Pek çok ülkede kolluk görevlilerinin yaptığı hak ihlallerinin Avrupa İnsan Hakları Mahkemesi (AİHM) kararları üzerinden kamu görevlilerine aktaran kitapta, Türkiye'nin mahkûm olduğu 21 AİHM kararı yer aldı. Türkiye'deki kolluk kuvvetlerinin kişilerin adli yardımını kısıtlayan, ölçüsüz güç kullanan, özgürlük ve güvenlik ile yaşam hakkını ihlal eden uygulamaları kötü örnekler arasında sayıldı ve Avrupa polisine, "Bunları yapmayın!" mesajı verildi.


TEK TEK ÖRNEKLERE YER VERİLDİ


BirGün
gazetesinden Doğu Eroğlu'nun haberine göre, polislerin ve diğer güvenlik güçlerinin, çalışmalarında gözetmesi gereken insan haklarının özetlendiği kitapçık, hukuk profesörü Jim Murdoch ve insan hakları uzmanı Ralph Roche tarafından kaleme alındı. AB ve Avrupa Konseyi tarafından aralık ayında bastırılan kitap, Avrupa ülkelerinde görev yapan kuvvetlerine dağıtıldı. Kitapçıkta bir ülkede kolluk görevlilerinin yaptığı hak ihlallerinin, AİHM kararları yoluyla tüm Avrupa'daki emniyet teşkilatları için hukuki sonuç doğurduğuna dikkat çekilirken, Türkiye'nin mahkûm olduğu kararlar örneklenerek "bunları yapmayın" mesajı verildi.
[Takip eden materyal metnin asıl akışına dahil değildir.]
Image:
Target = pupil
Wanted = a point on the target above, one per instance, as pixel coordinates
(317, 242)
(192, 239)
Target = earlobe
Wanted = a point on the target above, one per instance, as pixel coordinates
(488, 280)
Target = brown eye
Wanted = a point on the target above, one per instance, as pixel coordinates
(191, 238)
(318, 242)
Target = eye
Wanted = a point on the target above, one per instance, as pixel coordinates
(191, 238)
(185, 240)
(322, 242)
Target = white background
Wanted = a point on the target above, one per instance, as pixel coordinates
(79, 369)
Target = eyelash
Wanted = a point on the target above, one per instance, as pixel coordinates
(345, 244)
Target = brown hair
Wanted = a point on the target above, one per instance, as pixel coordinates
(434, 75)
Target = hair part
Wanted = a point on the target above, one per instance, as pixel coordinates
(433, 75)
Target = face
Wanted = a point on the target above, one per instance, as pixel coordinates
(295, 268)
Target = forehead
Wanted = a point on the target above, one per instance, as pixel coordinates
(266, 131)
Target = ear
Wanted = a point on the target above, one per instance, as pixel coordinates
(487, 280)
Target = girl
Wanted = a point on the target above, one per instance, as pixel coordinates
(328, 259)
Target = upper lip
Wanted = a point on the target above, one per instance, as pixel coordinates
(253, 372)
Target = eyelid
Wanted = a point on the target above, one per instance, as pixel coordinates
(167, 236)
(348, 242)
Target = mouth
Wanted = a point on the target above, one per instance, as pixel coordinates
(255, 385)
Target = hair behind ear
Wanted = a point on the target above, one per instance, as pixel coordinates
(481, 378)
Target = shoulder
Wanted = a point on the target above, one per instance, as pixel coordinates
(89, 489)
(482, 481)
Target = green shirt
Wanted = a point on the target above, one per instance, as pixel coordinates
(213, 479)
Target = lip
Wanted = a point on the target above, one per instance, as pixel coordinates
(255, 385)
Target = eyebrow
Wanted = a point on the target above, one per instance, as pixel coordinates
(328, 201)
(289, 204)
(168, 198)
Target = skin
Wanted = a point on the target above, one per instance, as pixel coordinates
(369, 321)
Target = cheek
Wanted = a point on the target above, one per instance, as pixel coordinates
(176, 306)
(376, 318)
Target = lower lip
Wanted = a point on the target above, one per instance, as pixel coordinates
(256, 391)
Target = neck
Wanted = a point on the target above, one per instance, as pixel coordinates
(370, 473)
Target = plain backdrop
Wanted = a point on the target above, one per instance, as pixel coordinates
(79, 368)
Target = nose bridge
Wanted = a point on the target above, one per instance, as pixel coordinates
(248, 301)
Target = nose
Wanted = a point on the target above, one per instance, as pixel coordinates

Türkiye'nin mahkûm olduğu ve kitapçığa kötü uygulama örnekleri olarak geçen AİHM kararlarının bir kısmı şöyle: ADLİ YARDIM KISITLANDI Kitapçıkta, gözaltına alınan kişiye atılı suç her ne olursa olsun, kişinin adli yardım alma hakkının kısıtlanmaması gerektiğinin altı çiziliyor. Suç isnadının ciddiyetinin artmasıyla kişinin işkence ve kötü muameleye uğrama riskinin arttığına dikkat çekilirken, bu kişilerin adli yardım hakkına herkesten çok ihtiyaç duyduğu anımsatıldı. Bu konuyla ilgili aktarılan örneklerden biri de AİHM'in Türkiye'ye Salduz Dosyası konusunda verdiği mahkûmiyet kararıydı.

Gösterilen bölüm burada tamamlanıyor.